Monira Al Qadiri: The Saudi New Wave | Digital Landscapes and Future Institutions

010_07 / 9 December 2016

Vladimir Bukovsky once summarized the Soviet Underground – Samizdat – using the following statement: 'I write it myself, censor it myself, publish it myself, distribute it myself, and spend jail time for it myself.' Indeed, Samizdat literally means 'self-publishing' in Russian. Samizdat existed during the reign of the Soviet Union, so naturally the publishing was executed on paper, and exchanged hands in physical form.

 

I would like to propose that we take a leap of imagination and displace this phenomenon by situating it in the twenty-first century Arab world. The medium would not be paper, but the mobile phone screen, the discursive arena being cyberspace itself, permeating across all of its expansive, unregulated and chaotic dimensions. 2011 was a year that changed the face of this region forever – for better and worse – and part of that upheaval owed its fruition to instant communication technologies, and their ability to help people self-organize at will.

 

Monira Al Qadiri,  A public sculpture by Henry Moore, Jeddah.
Monira Al Qadiri, A public sculpture by Henry Moore, Jeddah.

 

The cultural sphere was not exempt from this transformation, as the desire to self-publish ones thoughts and expressions exploded in every field imaginable: 'our lungs expanded, and we were all able to finally breathe' proclaimed one Egyptian writer so aptly at the time. The current political landscape today appears abysmal beyond belief, but the cultural sphere still thrives, despite all of the pressures and disappointments that it is constantly subjugated to.

 

It may seem completely baffling to some, but as someone who grew up in Kuwait, my eyes are now firmly fixated on neighbouring Saudi Arabia as the nucleus of future artistic and cultural production in the Gulf region. Saudi Arabia is arguably the most conservative country in the world, run by an absolute monarchy coupled with a strict religious theocracy. The centres of control are two-fold, monitoring and dictating up to the smallest detail of human interaction and behaviour. This double power sphere had succeeded in stifling the populace's ability to express itself for decades, rendering them almost invisible and utterly without voice. Indeed, many on the outside only see the face of the government and its actions as 'Saudi Arabia', and neglect the 30 million people living within its borders, forever relegating them to a life of concealment and secrecy. Regarding them with disdain and conceit is a prejudice even I myself was once guilty of.[1]

 

But today, things have changed dramatically. There is a serious cultural renaissance taking place in Saudi Arabia, but one must abandon all previous misconceptions and look at this place with a fresh pair of eyes.
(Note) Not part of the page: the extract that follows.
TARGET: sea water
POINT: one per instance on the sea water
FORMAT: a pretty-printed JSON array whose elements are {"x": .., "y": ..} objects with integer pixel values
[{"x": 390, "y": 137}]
Although on the surface it may seem that recently the government has 'adopted' this movement by even creating an official entertainment authority this year,[2] the change very much started from the bottom up; from the darkness of uncensored and unregulated underground activities, slowly swelling to encroach on mainstream culture in the country, and eventually expanding towards the whole region. The reality is that this transformation can no longer be controlled in any rational sense of the word, so the hand of the authorities has been forced into accepting and even claiming it.[3] Much of this activity can still be situated in the realm of popular culture and be classified as 'entertainment', but the seeds of art-making, discursive thought, and independent institutionalization have been sown, and we can already start to see them taking hold, albeit still shape-shifting and under the surface in many ways.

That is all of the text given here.